David Schwartz, former Ripple CTO and current Chief Technology Officer Emeritus, has publicly cast doubt on the recurring claim that XRP could eventually reach $10,000 per token. In a series of posts on X (formerly Twitter), Schwartz argued that if sophisticated, well-capitalized investors genuinely believed there was even a remote chance of such an outcome, they would have already bid the price up significantly higher.
Schwartz posed a simple but pointed question: “If there were a few very rich, very rational people who really believed that there was a 1% chance that XRP could hit $10K in 10 years, they’d bid XRP up to at least $20 today. Why aren’t they? Conspiracy?” He used this reasoning to suggest that the market itself refutes the feasibility of such extreme price targets, as no meaningful buying pressure exists at levels far below $20.
The debate began after an X user asked Schwartz to comment on price models derived from Chris Burniske’s Price = PQ / (V × S) framework, which some XRP proponents have used to support the $10,000 thesis. Schwartz dismissed the argument by focusing on market behavior rather than mathematical abstractions.
When a user suggested that Ripple could use its own products—such as Ripple Prime or treasury-related flows—to push XRP above $100, Schwartz rejected the idea. “Maybe there was one time when you could semi-plausibly argue that Ripple had some easy way to shoot up the price of XRP massively for good but was just waiting for the right time to maximize something or other,” he wrote. “But boy, it’s hard to argue that today. For one thing, circumstances have changed so much that it’s hard to imagine we’ve held onto this magic switch for so long and it’s still just waiting to go.”

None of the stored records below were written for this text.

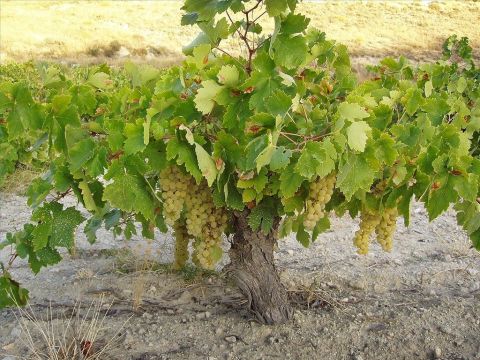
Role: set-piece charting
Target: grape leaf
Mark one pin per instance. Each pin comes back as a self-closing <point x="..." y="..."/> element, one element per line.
<point x="352" y="112"/>
<point x="129" y="193"/>
<point x="206" y="164"/>
<point x="317" y="159"/>
<point x="354" y="174"/>
<point x="290" y="51"/>
<point x="184" y="155"/>
<point x="357" y="134"/>
<point x="205" y="98"/>
<point x="280" y="158"/>
<point x="275" y="7"/>
<point x="290" y="182"/>
<point x="228" y="75"/>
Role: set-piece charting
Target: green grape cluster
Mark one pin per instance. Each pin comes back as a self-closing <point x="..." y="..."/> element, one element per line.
<point x="199" y="206"/>
<point x="368" y="222"/>
<point x="201" y="219"/>
<point x="320" y="193"/>
<point x="182" y="239"/>
<point x="175" y="185"/>
<point x="386" y="228"/>
<point x="206" y="223"/>
<point x="211" y="239"/>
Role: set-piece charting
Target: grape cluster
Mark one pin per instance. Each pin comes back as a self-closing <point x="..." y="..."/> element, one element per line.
<point x="206" y="223"/>
<point x="200" y="220"/>
<point x="175" y="185"/>
<point x="320" y="193"/>
<point x="181" y="244"/>
<point x="368" y="222"/>
<point x="386" y="228"/>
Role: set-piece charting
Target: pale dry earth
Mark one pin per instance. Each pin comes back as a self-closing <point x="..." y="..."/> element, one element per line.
<point x="419" y="302"/>
<point x="80" y="31"/>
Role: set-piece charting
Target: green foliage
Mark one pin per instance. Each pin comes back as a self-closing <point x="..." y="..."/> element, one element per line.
<point x="259" y="128"/>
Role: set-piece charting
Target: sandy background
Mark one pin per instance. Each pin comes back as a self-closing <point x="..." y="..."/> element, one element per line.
<point x="82" y="31"/>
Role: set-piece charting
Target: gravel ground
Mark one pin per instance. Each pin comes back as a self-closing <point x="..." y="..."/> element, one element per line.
<point x="418" y="302"/>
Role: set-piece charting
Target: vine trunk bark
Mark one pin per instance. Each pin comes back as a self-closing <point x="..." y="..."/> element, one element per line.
<point x="253" y="270"/>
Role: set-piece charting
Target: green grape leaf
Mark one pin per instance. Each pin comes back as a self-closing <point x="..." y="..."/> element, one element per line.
<point x="38" y="191"/>
<point x="205" y="98"/>
<point x="135" y="141"/>
<point x="352" y="112"/>
<point x="64" y="223"/>
<point x="290" y="51"/>
<point x="228" y="75"/>
<point x="100" y="80"/>
<point x="129" y="193"/>
<point x="41" y="234"/>
<point x="91" y="227"/>
<point x="11" y="293"/>
<point x="294" y="23"/>
<point x="317" y="159"/>
<point x="357" y="135"/>
<point x="280" y="158"/>
<point x="184" y="155"/>
<point x="354" y="174"/>
<point x="413" y="100"/>
<point x="84" y="97"/>
<point x="303" y="237"/>
<point x="290" y="182"/>
<point x="278" y="103"/>
<point x="80" y="153"/>
<point x="206" y="164"/>
<point x="262" y="216"/>
<point x="275" y="7"/>
<point x="440" y="199"/>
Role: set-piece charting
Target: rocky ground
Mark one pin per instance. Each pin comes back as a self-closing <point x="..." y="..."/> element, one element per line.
<point x="419" y="302"/>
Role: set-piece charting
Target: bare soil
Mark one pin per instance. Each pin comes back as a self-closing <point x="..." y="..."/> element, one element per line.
<point x="419" y="302"/>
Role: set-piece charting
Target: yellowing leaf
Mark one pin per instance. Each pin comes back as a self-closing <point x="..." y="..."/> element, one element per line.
<point x="357" y="134"/>
<point x="349" y="111"/>
<point x="228" y="75"/>
<point x="204" y="100"/>
<point x="206" y="164"/>
<point x="428" y="88"/>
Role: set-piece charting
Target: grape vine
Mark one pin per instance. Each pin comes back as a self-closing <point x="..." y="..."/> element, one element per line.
<point x="284" y="133"/>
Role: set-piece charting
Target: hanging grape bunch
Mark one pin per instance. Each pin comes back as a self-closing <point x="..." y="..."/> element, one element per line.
<point x="320" y="193"/>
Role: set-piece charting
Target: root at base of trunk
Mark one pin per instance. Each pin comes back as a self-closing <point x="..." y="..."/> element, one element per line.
<point x="253" y="270"/>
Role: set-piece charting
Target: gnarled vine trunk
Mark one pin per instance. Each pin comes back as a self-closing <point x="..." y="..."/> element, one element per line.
<point x="254" y="272"/>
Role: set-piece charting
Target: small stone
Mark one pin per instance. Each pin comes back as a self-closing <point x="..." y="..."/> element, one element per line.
<point x="147" y="316"/>
<point x="16" y="331"/>
<point x="274" y="340"/>
<point x="128" y="339"/>
<point x="201" y="316"/>
<point x="231" y="339"/>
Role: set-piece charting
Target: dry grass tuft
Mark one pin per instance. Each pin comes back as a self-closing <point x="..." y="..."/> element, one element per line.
<point x="78" y="336"/>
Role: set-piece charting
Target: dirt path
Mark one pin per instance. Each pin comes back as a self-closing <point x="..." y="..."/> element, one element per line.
<point x="418" y="302"/>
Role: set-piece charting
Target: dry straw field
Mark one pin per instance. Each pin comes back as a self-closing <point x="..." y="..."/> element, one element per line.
<point x="90" y="31"/>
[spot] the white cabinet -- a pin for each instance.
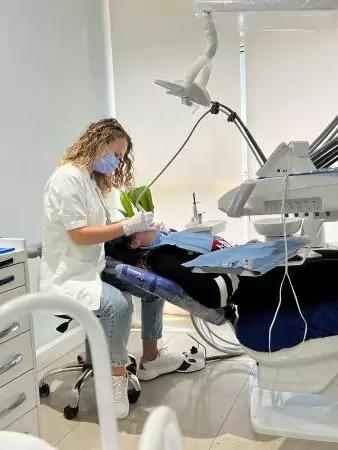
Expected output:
(18, 378)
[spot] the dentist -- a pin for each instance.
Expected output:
(76, 223)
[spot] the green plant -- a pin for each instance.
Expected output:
(129, 199)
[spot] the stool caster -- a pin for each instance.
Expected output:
(44, 390)
(133, 395)
(134, 388)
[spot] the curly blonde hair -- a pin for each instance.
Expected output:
(83, 152)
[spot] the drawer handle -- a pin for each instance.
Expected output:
(19, 401)
(15, 361)
(7, 280)
(6, 262)
(15, 326)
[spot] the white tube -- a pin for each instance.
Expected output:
(97, 342)
(209, 52)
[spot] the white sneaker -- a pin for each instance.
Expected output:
(165, 362)
(120, 396)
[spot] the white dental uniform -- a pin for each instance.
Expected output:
(71, 200)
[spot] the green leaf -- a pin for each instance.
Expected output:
(127, 204)
(146, 201)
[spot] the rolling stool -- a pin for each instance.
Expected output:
(84, 365)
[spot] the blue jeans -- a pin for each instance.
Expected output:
(116, 314)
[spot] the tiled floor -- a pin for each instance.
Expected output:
(211, 406)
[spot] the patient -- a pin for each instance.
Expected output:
(256, 298)
(211, 290)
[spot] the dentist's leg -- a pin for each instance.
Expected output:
(115, 316)
(152, 325)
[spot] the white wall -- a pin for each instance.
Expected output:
(292, 88)
(156, 39)
(55, 79)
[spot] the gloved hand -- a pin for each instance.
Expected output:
(161, 226)
(142, 221)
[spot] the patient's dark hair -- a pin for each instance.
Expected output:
(120, 249)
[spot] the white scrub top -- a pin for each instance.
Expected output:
(71, 200)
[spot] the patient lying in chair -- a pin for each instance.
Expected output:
(256, 297)
(211, 290)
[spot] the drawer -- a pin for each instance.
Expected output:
(16, 326)
(28, 424)
(8, 259)
(17, 399)
(16, 357)
(12, 277)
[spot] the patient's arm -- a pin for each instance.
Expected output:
(201, 287)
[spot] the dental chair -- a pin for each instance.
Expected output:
(83, 365)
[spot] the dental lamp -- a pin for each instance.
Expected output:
(192, 89)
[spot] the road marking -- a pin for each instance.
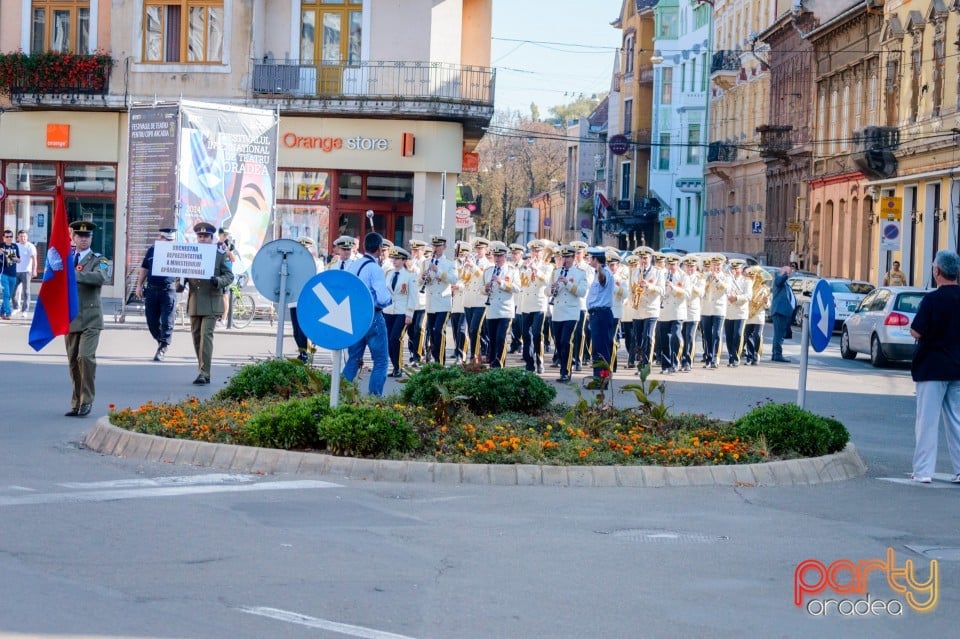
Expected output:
(322, 624)
(940, 480)
(159, 491)
(182, 480)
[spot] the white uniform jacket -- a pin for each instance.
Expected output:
(652, 293)
(716, 287)
(742, 289)
(501, 304)
(440, 274)
(676, 291)
(570, 294)
(404, 293)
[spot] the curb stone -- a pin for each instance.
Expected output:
(108, 439)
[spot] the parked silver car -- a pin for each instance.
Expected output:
(847, 295)
(881, 325)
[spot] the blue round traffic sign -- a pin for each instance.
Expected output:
(823, 315)
(335, 309)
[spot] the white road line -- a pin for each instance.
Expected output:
(162, 491)
(322, 624)
(182, 480)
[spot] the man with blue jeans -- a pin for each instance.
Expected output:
(10, 254)
(936, 369)
(782, 303)
(368, 270)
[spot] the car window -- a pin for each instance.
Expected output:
(867, 301)
(881, 301)
(908, 302)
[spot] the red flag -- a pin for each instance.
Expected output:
(57, 301)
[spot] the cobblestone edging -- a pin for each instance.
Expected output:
(111, 440)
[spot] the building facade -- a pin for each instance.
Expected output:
(679, 125)
(738, 102)
(912, 156)
(846, 56)
(785, 138)
(391, 96)
(634, 214)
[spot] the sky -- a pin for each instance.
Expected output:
(531, 69)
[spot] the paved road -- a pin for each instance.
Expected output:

Schwartz also pushed back against the notion that wealthy investors primarily focus on wealth preservation rather than high-risk bets. “The way rich people preserve wealth is by taking bigger risks than other people can stand to take,” he countered. When another user argued that large buyers might accumulate XRP over-the-counter (OTC) to avoid visible price impact, Schwartz conceded that could happen initially but warned that “they wouldn’t stop until they had moved the price or run out of money.”
Schwartz has openly admitted that he personally de-risked his finances by selling a significant portion of his XRP holdings at just $0.10 per token. “I started selling XRP at $0.10 because it seemed insane,” he explained. He also clarified that Ripple does not hold any hidden mechanism to artificially inflate XRP’s price. “We’ve explained what we’re doing, why we’re doing it, and what we hope to achieve. While we aren’t transparent about everything, we’re not hiding some grand conspiracy. At least not as far as I know,” Schwartz stated.
At the time of writing, XRP is trading at approximately $1.38, down 63% from its all-time high set ten months ago.